As a pastor, I both loved the stories of relationships with parishioners and also found them uncomfortable. Bolz-Weber includes a note acknowledging that she writes about real people and does change their names. I’m fascinated that in an era when we can find information about others so much more easily that boundary would be lowered.
As a non-Lutheran, I appreciated reading her descriptions of Lutheran liturgy. House for All makes its own unique adaptations to traditional practices in ways that are creative and appealing, while keeping traditional liturgical language. It’s understandable that visitors overran their services. It must have been difficult and at the same time obvious to conclude that being a sort of field trip destination for others was not good for the congregation.

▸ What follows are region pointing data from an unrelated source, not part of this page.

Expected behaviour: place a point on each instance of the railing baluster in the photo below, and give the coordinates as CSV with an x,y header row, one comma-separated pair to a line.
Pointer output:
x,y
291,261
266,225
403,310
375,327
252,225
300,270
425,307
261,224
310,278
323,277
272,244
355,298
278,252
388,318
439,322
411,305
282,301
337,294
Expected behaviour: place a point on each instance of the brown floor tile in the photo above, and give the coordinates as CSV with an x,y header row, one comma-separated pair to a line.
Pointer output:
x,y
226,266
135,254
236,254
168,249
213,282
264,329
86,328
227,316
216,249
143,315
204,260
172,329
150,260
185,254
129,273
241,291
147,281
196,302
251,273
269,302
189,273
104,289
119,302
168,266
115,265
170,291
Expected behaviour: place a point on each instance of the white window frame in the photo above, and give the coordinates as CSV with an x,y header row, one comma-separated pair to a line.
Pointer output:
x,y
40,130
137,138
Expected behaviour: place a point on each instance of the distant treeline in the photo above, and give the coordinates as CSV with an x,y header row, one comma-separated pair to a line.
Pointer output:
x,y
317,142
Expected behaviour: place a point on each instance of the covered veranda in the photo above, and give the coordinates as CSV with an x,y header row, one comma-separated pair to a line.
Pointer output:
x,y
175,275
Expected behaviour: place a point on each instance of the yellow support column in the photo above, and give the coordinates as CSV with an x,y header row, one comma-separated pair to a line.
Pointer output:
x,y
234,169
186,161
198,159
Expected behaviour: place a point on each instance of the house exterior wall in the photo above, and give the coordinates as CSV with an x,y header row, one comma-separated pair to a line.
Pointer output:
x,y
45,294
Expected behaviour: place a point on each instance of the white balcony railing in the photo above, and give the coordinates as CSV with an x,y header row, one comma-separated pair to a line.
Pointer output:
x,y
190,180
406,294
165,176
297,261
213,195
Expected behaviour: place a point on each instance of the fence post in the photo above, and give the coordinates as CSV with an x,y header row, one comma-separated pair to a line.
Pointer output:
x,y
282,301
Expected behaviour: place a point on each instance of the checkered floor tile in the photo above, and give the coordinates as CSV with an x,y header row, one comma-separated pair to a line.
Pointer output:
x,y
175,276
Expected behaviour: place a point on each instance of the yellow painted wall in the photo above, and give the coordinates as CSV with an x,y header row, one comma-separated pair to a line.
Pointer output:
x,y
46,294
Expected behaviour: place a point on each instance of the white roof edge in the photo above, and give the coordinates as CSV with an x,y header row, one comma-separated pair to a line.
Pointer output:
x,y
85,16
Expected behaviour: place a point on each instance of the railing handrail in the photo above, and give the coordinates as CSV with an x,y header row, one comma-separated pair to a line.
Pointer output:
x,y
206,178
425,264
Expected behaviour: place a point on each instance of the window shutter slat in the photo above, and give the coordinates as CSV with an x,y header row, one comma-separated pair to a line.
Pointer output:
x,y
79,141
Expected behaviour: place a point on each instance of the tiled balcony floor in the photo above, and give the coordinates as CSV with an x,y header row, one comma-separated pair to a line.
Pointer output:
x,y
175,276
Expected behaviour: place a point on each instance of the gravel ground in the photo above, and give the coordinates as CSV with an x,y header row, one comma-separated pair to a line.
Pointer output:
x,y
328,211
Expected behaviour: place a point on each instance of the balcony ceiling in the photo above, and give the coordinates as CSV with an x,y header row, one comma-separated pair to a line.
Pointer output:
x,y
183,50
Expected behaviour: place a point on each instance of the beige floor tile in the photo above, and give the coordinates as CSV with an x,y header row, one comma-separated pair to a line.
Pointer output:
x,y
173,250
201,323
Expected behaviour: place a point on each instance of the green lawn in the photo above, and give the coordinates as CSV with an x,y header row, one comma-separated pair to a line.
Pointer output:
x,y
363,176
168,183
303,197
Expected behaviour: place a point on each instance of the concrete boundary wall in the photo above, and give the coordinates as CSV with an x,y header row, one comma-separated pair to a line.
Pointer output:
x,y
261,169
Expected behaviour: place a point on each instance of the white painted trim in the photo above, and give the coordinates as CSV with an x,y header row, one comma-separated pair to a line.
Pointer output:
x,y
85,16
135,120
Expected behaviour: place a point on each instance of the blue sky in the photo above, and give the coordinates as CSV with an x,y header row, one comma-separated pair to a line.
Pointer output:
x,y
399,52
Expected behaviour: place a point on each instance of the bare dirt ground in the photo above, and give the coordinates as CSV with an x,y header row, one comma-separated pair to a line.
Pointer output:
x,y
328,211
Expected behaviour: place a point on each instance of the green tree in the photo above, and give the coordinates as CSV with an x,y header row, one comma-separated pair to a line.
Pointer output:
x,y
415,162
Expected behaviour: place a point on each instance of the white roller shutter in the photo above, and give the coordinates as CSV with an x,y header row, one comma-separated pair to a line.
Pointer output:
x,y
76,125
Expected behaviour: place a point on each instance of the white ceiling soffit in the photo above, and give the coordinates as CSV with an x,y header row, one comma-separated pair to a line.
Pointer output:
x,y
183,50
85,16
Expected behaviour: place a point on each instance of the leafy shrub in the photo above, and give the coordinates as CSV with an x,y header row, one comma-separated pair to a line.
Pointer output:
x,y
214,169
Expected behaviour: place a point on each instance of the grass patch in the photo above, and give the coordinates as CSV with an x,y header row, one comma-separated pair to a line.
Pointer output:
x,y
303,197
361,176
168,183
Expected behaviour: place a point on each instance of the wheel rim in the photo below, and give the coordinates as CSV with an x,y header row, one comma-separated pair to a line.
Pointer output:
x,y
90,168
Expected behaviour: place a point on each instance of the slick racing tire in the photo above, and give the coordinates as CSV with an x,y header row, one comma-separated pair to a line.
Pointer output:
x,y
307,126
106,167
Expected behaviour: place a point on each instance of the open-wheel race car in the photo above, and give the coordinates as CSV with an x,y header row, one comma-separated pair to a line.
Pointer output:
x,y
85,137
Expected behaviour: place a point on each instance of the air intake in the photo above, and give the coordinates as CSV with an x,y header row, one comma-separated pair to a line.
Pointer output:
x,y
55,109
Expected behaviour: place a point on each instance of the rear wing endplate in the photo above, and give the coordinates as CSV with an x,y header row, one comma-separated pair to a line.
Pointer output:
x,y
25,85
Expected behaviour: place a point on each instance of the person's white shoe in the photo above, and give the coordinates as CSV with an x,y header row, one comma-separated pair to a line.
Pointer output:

As a writer who is also a person of faith, I loved the turns her stories took. Some particular favorites (without spoilers): her trip to the Holy Land, a complication with her calendar, and the chapter about Judas. Many of the high points of the liturgical year appear in the book, from All Saints to Easter Vigil. The description of Maundy Thursday was a favorite for me.
I confess that I began reading wondering if this book would share a weakness with the second half of her previous book, Pastrix. After the strong first portion about her childhood and young adulthood, the chapters about her ministry seemed to have a pattern of 1) this happened and 2) here’s what I preached about it. I’ve read Nadia Bolz-Weber’s sermons; they are great on the page, and I can only imagine they are even better in person. In the context of the book, however, the sermon portions created a weak ending for some of the chapters by changing the rhythm of her writing. I’m glad to say that with one exception, I didn’t feel that change of rhythm in Accidental Saints.
Who should read Accidental Saints? Pastors, especially the ones who feel constrained to fit into a certain mold; believers in God who aren’t necessarily believers in church; faithful people who curse for emphasis. I’m in two out of three of those categories most days. You? This book promises that God can and does and will make saints of people exactly as they are. That is some really Good News; thanks, Nadia, for proclaiming it.
(I received a free copy from the publisher with no inducement to offer a positive review. Nadia’s blog, Sarcastic Lutheran, used to be part of the RevGals web ring.)